La réponse est oui! À mon grand étonnement, je monte quotidiennement, tel un chevalier sur sa monture, sur mon vieux vélo depuis un mois et il me transporte partout. Je ne sais pas ce que ça vaut, mais je maintiens une moyenne de 29-30 km/h sur mon fier destrier dans les rues de ma ville. En ligne droite, je m'étonne de mes pointes de vitesse à près de 40 km/h avec un petit vent de dos. J'ai toujours hâte d'arriver à la maison pour consulter les statistiques sur ma montre Garmin.
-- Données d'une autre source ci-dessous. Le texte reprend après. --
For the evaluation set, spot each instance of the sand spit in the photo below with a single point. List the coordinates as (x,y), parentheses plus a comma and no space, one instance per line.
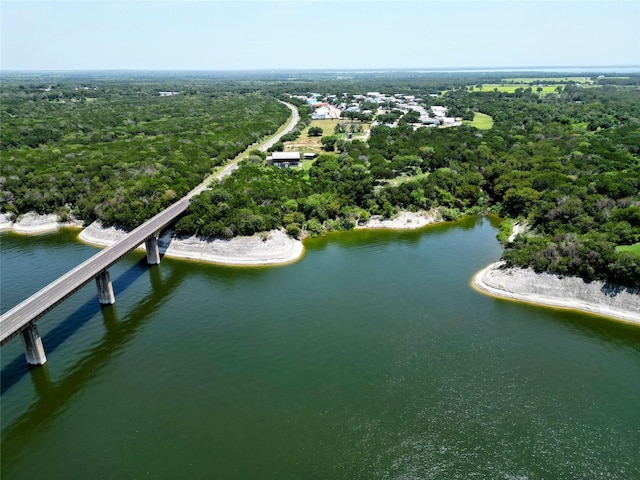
(33,223)
(268,248)
(403,221)
(525,285)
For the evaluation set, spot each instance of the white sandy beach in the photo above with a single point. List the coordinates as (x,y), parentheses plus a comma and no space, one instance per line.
(33,224)
(565,292)
(269,248)
(403,221)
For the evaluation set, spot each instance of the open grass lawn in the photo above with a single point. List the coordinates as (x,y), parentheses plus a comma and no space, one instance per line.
(511,88)
(635,249)
(305,143)
(548,79)
(481,121)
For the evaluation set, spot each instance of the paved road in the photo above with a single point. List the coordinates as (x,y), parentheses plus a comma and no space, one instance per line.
(20,316)
(16,319)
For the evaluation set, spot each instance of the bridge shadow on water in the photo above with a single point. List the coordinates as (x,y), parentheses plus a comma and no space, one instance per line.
(13,371)
(52,397)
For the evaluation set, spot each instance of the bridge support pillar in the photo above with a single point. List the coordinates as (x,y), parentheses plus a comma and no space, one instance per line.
(153,252)
(105,288)
(33,348)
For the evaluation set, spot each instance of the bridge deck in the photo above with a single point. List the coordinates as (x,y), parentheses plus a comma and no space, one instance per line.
(19,317)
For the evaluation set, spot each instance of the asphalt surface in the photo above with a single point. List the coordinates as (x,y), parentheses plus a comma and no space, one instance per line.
(19,317)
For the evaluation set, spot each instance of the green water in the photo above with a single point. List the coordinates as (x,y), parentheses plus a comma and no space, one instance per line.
(370,358)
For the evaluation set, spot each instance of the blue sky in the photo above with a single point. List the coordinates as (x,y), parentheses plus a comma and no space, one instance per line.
(304,34)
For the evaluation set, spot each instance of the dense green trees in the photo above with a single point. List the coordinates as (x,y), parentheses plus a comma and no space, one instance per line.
(119,155)
(567,163)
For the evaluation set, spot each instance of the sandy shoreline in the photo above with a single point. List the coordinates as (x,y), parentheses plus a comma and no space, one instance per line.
(34,224)
(277,248)
(573,293)
(268,248)
(403,221)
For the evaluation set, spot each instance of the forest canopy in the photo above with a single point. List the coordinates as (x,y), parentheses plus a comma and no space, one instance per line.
(563,161)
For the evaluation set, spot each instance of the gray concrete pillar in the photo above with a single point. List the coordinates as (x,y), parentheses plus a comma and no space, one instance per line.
(33,348)
(105,289)
(153,253)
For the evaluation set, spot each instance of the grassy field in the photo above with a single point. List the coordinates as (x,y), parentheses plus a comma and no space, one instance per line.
(481,121)
(511,88)
(635,249)
(305,143)
(548,80)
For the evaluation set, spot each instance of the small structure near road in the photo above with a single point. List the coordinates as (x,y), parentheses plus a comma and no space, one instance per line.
(284,159)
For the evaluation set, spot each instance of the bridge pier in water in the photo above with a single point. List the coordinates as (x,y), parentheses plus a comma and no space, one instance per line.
(33,348)
(153,252)
(105,288)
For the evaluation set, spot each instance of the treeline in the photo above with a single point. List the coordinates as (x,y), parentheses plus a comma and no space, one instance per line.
(567,163)
(119,152)
(544,162)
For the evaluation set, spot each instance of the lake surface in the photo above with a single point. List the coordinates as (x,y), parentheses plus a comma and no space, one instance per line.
(370,358)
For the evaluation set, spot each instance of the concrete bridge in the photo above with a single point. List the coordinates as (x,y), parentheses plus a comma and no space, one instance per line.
(21,318)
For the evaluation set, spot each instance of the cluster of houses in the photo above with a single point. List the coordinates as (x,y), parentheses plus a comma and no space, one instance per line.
(288,159)
(332,106)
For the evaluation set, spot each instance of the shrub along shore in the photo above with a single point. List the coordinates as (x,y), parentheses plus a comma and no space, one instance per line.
(277,248)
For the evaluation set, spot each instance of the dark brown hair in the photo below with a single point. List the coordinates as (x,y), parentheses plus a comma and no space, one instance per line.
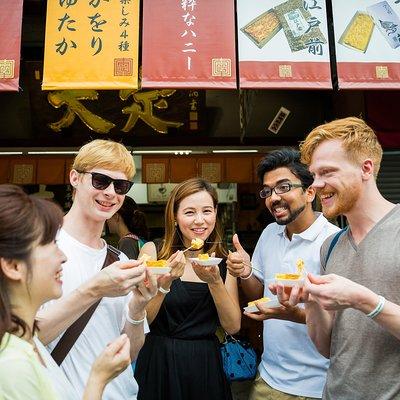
(25,222)
(172,239)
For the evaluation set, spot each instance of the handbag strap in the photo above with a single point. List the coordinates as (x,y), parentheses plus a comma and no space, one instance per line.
(71,335)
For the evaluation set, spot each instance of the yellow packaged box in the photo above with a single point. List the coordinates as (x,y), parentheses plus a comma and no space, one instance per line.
(358,32)
(262,28)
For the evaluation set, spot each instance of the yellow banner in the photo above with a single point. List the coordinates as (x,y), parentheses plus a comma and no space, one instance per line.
(91,44)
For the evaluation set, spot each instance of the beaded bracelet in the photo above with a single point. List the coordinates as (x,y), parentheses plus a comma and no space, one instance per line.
(247,277)
(134,321)
(163,291)
(378,308)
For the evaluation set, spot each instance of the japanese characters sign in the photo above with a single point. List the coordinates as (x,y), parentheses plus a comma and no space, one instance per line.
(91,44)
(367,40)
(189,43)
(283,44)
(10,44)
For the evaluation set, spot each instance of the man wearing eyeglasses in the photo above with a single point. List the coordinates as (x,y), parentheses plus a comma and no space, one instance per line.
(101,176)
(291,367)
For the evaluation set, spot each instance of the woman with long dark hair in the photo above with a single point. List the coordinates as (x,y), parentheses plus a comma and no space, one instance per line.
(180,359)
(30,275)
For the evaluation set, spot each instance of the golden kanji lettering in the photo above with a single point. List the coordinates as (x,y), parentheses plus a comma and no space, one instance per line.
(142,108)
(71,98)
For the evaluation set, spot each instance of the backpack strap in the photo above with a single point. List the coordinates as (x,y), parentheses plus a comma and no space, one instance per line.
(71,335)
(333,244)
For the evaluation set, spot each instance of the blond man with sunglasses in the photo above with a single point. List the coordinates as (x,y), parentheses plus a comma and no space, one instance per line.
(101,176)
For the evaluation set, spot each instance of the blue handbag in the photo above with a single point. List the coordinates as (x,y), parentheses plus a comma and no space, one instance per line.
(239,359)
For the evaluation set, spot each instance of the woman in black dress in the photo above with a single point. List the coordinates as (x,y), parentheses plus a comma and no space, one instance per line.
(180,359)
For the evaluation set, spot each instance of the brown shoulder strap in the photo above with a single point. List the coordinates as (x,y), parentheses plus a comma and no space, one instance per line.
(71,335)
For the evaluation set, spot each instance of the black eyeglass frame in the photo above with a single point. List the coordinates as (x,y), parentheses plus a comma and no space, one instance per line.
(122,190)
(290,187)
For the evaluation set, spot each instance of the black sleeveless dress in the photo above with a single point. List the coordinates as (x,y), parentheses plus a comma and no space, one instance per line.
(180,359)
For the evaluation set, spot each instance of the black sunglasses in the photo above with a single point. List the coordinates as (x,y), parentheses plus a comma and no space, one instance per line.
(102,182)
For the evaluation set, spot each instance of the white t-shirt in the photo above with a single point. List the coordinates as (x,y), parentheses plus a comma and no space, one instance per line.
(104,326)
(290,362)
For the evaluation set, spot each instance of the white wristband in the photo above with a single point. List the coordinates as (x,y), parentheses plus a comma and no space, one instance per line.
(163,291)
(249,276)
(133,321)
(378,308)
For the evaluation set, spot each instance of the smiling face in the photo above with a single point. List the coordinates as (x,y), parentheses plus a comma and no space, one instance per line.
(286,207)
(97,205)
(45,282)
(337,180)
(196,217)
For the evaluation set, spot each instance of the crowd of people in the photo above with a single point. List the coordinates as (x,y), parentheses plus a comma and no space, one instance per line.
(75,311)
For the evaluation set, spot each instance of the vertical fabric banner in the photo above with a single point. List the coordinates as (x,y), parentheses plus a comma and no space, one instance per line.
(283,44)
(367,40)
(91,44)
(10,44)
(189,44)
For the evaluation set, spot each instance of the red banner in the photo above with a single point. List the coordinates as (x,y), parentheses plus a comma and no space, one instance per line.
(283,44)
(367,41)
(10,43)
(189,44)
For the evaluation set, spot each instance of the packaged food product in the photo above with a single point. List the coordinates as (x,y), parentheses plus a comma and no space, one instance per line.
(262,28)
(300,27)
(144,258)
(263,300)
(157,263)
(197,243)
(282,277)
(387,22)
(358,32)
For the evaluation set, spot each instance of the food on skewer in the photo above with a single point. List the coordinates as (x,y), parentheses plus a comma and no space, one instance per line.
(262,300)
(197,243)
(204,256)
(157,263)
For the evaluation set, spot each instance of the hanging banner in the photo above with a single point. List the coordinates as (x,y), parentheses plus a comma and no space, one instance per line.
(189,44)
(10,44)
(91,44)
(283,44)
(367,40)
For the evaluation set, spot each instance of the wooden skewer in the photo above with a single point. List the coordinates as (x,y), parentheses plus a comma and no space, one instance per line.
(251,266)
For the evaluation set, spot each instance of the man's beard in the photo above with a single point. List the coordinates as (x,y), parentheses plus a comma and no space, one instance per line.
(344,203)
(292,215)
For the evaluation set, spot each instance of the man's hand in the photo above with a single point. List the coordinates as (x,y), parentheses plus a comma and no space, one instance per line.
(286,311)
(238,263)
(119,278)
(333,292)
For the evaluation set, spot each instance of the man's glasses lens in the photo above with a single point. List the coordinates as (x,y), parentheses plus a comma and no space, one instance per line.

Mes sorties en vélo me permettent exactement d'atteindre le but que je m'étais fixé, à savoir celui de me faire pomper le cœur. J'ignore quel est le facteur d'équivalence entre la course à pied et le vélo pour les calories brûlées, mais à l'œil, je vous dirais qu'une heure de vélo intense vaut une bonne course d'une quarantaine de minutes. Certains d'entre vous seront peut-être en mesure de me le dire plus exactement.

J'ai très hâte de recommencer à courir. Mais j'aurai retenu une bonne leçon de cette pause. Celle de l'importance de varier les sports pratiqués pour éviter les blessures. Dorénavant, le vélo fera partie de mon entraînement. Les tendons de ma cheville droite seront moins sollicités .

Reste à savoir si je continuerai d'utiliser mon antiquité sur deux roues, ou si je m'équiperai d'un engin capable de faire le tour de France.  Entre-temps, si vous voyez passer un cycliste portant des vêtements pour joggeur, mais filant à toute allure sur une fusée d'un autre âge ne vous surprenez pas. C'est juste un gars qui essaie de garder la forme. Un imposteur du vélo!